If you visit this bridge, note that despite the relatively rural location, there is the Centre Bridge Inn which offers a nice meal at a location that overlooks this beautiful historic bridge. The Inn is also a popular place for weddings. The historic bridge and scenic river combine to offer a beautiful backdrop for wedding photos.
An interpretive plaque on this bridge mentions that this bridge is Centre Bridge, named such because it is halfway between Lambertville, NJ and Lumberville, PA.
This unusual, long, and impressive metal truss bridge was built in 1926 and officially opened in 1927. It is unusual because unlike other multi-span truss bridges in this region over the Delaware River, its truss spans are not all the same size. In addition, there are two spans that are quite short for through truss spans and as such look quite odd. It is variety and oddities like this that make historic metal truss bridges so interesting and unique.
This bridge is in great shape and has been well cared for and was recently rehabilitated under the designs of Lichtenstein Consulting Engineers, a well-known firm in the historic bridge world, although today the firm is a part of the Transystems company.
This bridge is owned by the Delaware River Joint Toll Bridge Commission (DRJTBC). The DRJTBC has a unique commitment to maintaining the many historic bridges under its ownership, and working with the communities the bridges serve, and sets an example for the rest of the country to follow. The front page of their website often features a photo of a historic bridge, and their slogan is Preserving Our Past, Enhancing Our Future. How many other road/bridge agencies in the United States promote their commitment to historic bridges in this way? Not many.
Not only is the DRJTBC an example of how money might be better spent in regards to non-toll bridges, the DRJTBC bridges are also a great reference when arguing that a historic bridge can be rehabilitated and can also safely continue to function as a vehicular crossing.

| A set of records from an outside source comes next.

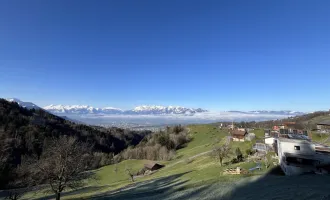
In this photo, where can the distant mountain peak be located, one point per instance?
(143, 109)
(27, 105)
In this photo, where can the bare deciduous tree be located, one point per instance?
(267, 159)
(221, 152)
(63, 163)
(130, 174)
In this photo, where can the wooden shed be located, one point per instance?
(238, 135)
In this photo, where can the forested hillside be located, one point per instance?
(26, 132)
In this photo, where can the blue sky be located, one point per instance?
(219, 55)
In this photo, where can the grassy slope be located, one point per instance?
(201, 170)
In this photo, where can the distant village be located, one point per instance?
(295, 150)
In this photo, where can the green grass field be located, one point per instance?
(199, 171)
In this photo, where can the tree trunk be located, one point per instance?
(58, 196)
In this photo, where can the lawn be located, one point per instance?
(194, 172)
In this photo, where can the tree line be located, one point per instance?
(26, 134)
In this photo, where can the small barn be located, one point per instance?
(238, 135)
(153, 166)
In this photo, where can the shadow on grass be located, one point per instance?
(74, 192)
(162, 188)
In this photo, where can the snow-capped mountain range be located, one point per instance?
(28, 105)
(143, 110)
(271, 112)
(139, 110)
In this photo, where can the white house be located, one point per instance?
(298, 156)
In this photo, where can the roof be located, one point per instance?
(304, 156)
(238, 133)
(325, 123)
(281, 139)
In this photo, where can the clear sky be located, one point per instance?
(220, 55)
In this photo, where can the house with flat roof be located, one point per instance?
(299, 155)
(238, 135)
(324, 125)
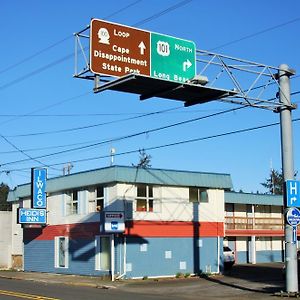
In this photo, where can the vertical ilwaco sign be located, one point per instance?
(118, 50)
(38, 188)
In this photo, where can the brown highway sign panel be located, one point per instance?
(117, 50)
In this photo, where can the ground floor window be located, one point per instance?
(61, 252)
(102, 261)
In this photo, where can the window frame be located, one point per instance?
(57, 252)
(201, 198)
(147, 198)
(96, 202)
(98, 251)
(72, 202)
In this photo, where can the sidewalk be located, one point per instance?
(88, 281)
(243, 282)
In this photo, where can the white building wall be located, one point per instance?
(5, 239)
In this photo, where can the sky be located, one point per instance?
(50, 119)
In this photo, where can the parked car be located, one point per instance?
(229, 258)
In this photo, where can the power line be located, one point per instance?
(93, 125)
(130, 135)
(168, 145)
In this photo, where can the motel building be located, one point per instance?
(129, 222)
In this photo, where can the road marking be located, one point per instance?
(25, 296)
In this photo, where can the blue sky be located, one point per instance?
(40, 97)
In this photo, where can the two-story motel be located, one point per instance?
(175, 222)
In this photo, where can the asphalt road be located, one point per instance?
(243, 282)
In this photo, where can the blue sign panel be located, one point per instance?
(293, 216)
(293, 193)
(32, 216)
(38, 183)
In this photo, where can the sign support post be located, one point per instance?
(288, 174)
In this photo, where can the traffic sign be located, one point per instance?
(292, 193)
(293, 216)
(118, 50)
(172, 59)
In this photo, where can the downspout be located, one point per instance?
(124, 260)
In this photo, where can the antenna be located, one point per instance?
(67, 169)
(112, 153)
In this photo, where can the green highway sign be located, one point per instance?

The Centre Bridge is currently not considered historic by Pennsylvania. Only Pennsylvania reviewed this inter-state bridge because for whatever reason, the Delaware Joint Toll Bridge Commission Bridges are listed as Pennsylvania bridges, as opposed to New Jersey bridges. In addition, historic districts on both sides of the river did not include this bridge as a contributing structure, presumably because the bridge does not fall within the period of significance for the historic district. This is unfortunate, since this bridge does have historic value and it contributes greatly to the rich historic character of the area. Fortunately, the fact that this bridge is not officially considered historic does not really matter because the bridge is a DRJTBC bridge and they have decided this bridge is worth having, and have preserved the bridge.

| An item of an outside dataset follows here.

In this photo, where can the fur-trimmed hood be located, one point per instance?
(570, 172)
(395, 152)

Information and Findings From Pennsylvania's Historic Bridge Inventory
Discussion of Bridge
The 6-span, 825' long, Warren with verticals, riveted thru truss bridge was built in 1926 by the newly formed Delaware River Joint Toll Bridge Commission to replace a Towne lattice truss bridge. A later example of a type and design that was used with great frequency since about 1900, the bridge is not technologically significant. It is also adjacent to but was not included in the Center Bridge Historic District, which has a period of significance through the early 20th century. The bridge associated with the historic district burned in 1923 and was replaced by the present structure, which was excluded from the 1985 district's boundary.
Discussion of Surrounding Area
The bridge carries a county road over the Delaware River between Center Bridge, PA and Stockton, NJ. It connects PA 263 and NJ 29 in an area known for its historic character. There are National Register-listed historic districts on both sides of the river, but the bridge is not part of either of them.